Musgravite was recently renamed Magnesiotaafeite-6N'3S by the IMA (International Mineralogical Association) because of its magnesium content and being so closely related to Taafeite. In fact, the only way to be sure whether your stone is Taafeite or Musgravite is to have the magnesium content tested. Musgravite's original name was given it based on the locality of where it was first found: the Musgrave Ranges of South Australia. The "6N'3S" portion of it's new 'official' name is due to it being composed of six Nolanite modules and three Spinel modules. Taafeite and Perhmanite (the third gem in the Taafeite family) have also been renamed by the IMA for, more or less, the same reasons as Musgravite. They are now known as Magnesiotaafeite-2N'2S (Taafeite) and Ferrotaafeite-6N'3S (Perhmanite). However, despite the name change and their original names supposed to be used only as trade names they will likely still be called by their original names even within the the gem trade.

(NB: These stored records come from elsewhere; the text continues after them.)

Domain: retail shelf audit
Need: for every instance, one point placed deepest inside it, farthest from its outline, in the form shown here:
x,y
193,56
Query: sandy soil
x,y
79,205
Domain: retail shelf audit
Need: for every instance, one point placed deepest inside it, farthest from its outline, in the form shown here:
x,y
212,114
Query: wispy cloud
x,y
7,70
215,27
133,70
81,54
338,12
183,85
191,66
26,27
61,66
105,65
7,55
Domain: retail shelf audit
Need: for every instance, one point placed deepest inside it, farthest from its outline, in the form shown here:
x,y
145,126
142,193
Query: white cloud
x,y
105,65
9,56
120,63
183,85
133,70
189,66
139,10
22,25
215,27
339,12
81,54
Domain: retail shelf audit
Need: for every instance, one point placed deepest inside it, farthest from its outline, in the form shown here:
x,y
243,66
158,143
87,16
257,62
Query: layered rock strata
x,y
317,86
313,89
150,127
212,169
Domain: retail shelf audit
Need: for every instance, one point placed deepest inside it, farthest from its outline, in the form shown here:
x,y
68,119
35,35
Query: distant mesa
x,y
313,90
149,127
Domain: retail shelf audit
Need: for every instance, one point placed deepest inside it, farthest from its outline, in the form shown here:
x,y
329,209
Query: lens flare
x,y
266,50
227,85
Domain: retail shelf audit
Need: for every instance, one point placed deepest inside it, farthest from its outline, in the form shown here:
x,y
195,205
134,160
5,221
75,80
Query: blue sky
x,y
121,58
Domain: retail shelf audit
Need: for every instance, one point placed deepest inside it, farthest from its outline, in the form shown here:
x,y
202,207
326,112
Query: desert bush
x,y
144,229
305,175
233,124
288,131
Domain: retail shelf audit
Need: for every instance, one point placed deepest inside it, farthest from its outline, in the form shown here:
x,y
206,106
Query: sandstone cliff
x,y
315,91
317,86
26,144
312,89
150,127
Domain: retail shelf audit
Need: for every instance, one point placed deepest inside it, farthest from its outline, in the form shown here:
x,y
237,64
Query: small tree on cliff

As mentioned earlier, Musgravite is a very rare gemstone and is not only found if small quantities, but in very few locations. Currently, Musgravite is only known to be found in: Australia, Antarctica, and France. Also, because of its rarity, Musgravite tends to be highly expensive with some websites I have looked at suggesting that its per carat cost may even get as high as $35,000; so if this is a stone you wish to add to your collection or hope to find a piece of jewelry using it, be prepared to spend a lot of money.